The Liberty Gazette
September 9, 2008
September 9, 2008
The View From Up Here
By Mike Ely and Linda Street Ely
Linda: When discussing aviation with local civic and business leaders we often refer to the Aircraft Owners and Pilots Association (AOPA). AOPA is the largest and one of the most influential civil aviation organizations in the world. But how many non-flyers understand the impact AOPA has on America? With the impending retirement of AOPA president, Phil Boyer, now is a good time to reflect on the positive impact this powerful organization, and its leader for the past 17 years, have had on our country.
Boyer came to AOPA after a successful career in broadcasting. He was the senior VP of Development for Capital Cities/ABC Video Enterprises, Inc., and created ABC's "Wide World of Flying," a video magazine. During his career at ABC, Boyer held vice president and general manager positions at WABC-TV/New York and WLS-TV/Chicago.
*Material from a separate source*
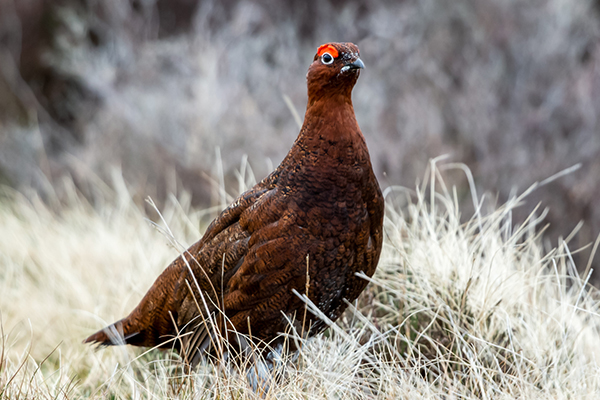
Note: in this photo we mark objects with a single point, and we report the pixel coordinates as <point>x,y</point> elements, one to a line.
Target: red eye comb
<point>327,48</point>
Following this outstanding broadcasting career, Boyer, a 30-year pilot with over 8,500 hours, instrument and multiengine-ratings, took the reigns at AOPA in January 1991. With Boyer at the helm, AOPA became a key player in lassoing the tort law process that nearly killed the piston-engine aircraft industry in the 1980s. Manufacturers were going out of business because of outrageous law suits (that “deep pockets” thing). AOPA advocacy resulted in the General Aviation Revitalization Act passed by Congress in 1994. The act breathed new life into general aviation through an 18-year statute of limitations and other provisions. Reviving an entire industry has had a positive affect on jobs, transportation, and the national economy. Boyer has received numerous awards in both broadcasting and aviation, and brought AOPA to the distinction of being among the top 100 U.S. associations.
Mike: When GPS became available it was AOPA that convinced the FAA to endorse, develop, and certify it for general aviation. This significantly improved general aviation safety.
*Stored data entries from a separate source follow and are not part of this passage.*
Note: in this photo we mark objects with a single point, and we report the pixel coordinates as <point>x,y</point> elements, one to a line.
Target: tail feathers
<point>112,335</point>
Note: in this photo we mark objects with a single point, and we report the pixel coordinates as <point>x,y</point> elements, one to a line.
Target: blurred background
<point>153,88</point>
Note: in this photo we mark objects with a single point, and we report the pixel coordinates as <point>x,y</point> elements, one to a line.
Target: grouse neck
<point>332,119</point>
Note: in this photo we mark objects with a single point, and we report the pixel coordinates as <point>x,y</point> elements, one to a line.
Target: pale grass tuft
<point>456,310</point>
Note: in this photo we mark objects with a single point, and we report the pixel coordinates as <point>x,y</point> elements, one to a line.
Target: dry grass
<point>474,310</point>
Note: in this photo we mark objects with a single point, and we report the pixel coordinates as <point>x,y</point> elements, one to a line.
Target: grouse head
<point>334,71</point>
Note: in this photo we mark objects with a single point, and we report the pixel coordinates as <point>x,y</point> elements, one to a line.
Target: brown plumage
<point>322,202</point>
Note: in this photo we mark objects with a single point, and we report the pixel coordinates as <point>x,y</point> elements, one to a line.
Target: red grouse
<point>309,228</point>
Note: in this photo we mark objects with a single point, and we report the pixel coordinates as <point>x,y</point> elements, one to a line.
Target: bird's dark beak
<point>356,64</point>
A visit to AOPA.ORG accesses over 40,000 pages of resources and services. Pilots obtain real-time weather, plan flights, and check for airspace restrictions. Other sections include Government Advocacy (including regulatory policy, technology and airport support), Training and Safety, Media and Public Information, and more.
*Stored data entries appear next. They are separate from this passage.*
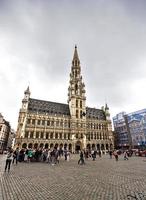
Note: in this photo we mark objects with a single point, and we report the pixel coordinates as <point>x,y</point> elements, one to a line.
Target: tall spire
<point>75,57</point>
<point>27,91</point>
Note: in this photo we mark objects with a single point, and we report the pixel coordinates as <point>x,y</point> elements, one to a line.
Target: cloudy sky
<point>37,39</point>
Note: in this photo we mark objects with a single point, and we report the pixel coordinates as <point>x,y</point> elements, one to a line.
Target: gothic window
<point>31,135</point>
<point>28,121</point>
<point>65,123</point>
<point>56,135</point>
<point>57,123</point>
<point>100,136</point>
<point>26,134</point>
<point>80,104</point>
<point>33,121</point>
<point>42,134</point>
<point>81,114</point>
<point>94,126</point>
<point>43,122</point>
<point>91,125</point>
<point>99,126</point>
<point>60,135</point>
<point>37,134</point>
<point>77,113</point>
<point>77,103</point>
<point>76,89</point>
<point>69,136</point>
<point>61,123</point>
<point>95,136</point>
<point>51,135</point>
<point>48,123</point>
<point>92,136</point>
<point>47,135</point>
<point>52,123</point>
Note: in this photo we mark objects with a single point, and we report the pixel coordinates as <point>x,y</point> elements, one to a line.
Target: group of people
<point>93,153</point>
<point>51,156</point>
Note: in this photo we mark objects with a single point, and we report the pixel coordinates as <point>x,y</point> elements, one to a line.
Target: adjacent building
<point>130,129</point>
<point>5,130</point>
<point>45,124</point>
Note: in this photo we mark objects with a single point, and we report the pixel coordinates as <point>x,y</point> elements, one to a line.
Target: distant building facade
<point>130,129</point>
<point>11,139</point>
<point>5,130</point>
<point>73,126</point>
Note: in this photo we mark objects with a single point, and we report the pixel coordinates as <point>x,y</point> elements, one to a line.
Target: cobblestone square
<point>103,179</point>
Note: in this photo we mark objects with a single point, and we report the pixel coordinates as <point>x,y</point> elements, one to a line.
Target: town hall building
<point>72,126</point>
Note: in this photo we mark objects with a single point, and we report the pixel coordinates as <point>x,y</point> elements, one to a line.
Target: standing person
<point>110,153</point>
<point>116,155</point>
<point>125,155</point>
<point>9,160</point>
<point>99,153</point>
<point>16,155</point>
<point>81,158</point>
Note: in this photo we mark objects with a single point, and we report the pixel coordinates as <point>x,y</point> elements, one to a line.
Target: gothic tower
<point>76,90</point>
<point>23,114</point>
<point>77,103</point>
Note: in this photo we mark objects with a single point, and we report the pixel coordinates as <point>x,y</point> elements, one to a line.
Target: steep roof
<point>49,107</point>
<point>42,106</point>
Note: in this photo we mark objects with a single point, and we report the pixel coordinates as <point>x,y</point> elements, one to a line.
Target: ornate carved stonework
<point>74,125</point>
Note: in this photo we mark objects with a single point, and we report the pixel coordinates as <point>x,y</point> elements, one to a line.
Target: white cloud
<point>37,39</point>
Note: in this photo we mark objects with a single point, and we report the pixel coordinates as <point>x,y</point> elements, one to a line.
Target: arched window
<point>26,134</point>
<point>76,89</point>
<point>31,134</point>
<point>77,113</point>
<point>77,103</point>
<point>37,134</point>
<point>80,104</point>
<point>47,134</point>
<point>42,135</point>
<point>56,135</point>
<point>51,135</point>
After 9/11, Boyer was the voice of calm, working with pilots while bringing clarity and reason to the government agencies that regulate them and educating the aviation community and general public. AOPA has been the industry leader in the continuing struggle to maintain open and accessible skies while recognizing the need for increased security. The landmark Airport Watch program was modeled after the successful neighborhood watch concept and developed with the TSA and FAA. Airport Watch operates 24/7 to effectively increase vigilance and security at the nation's 19,000 landing facilities.
With over 415,000 members, AOPA's strong influence in Washington has helped bring more than $14 billion for airport construction, much of that earmarked for general aviation airports, including Liberty. At the National Conference of State Legislatures held in New Orleans in July, AOPA educated nearly 200 lawmakers on important aviation and economic matters, such as protecting airports. AOPA vice president of legislative affairs, Greg Pecoraro, said, “Lawmakers have to understand the needs of general aviation as well as the real economic value it generates.”
Incoming AOPA president, Craig Fuller, offers strong leadership and we anticipate continued success in the organization’s contributions to aviation, and the nation as a whole.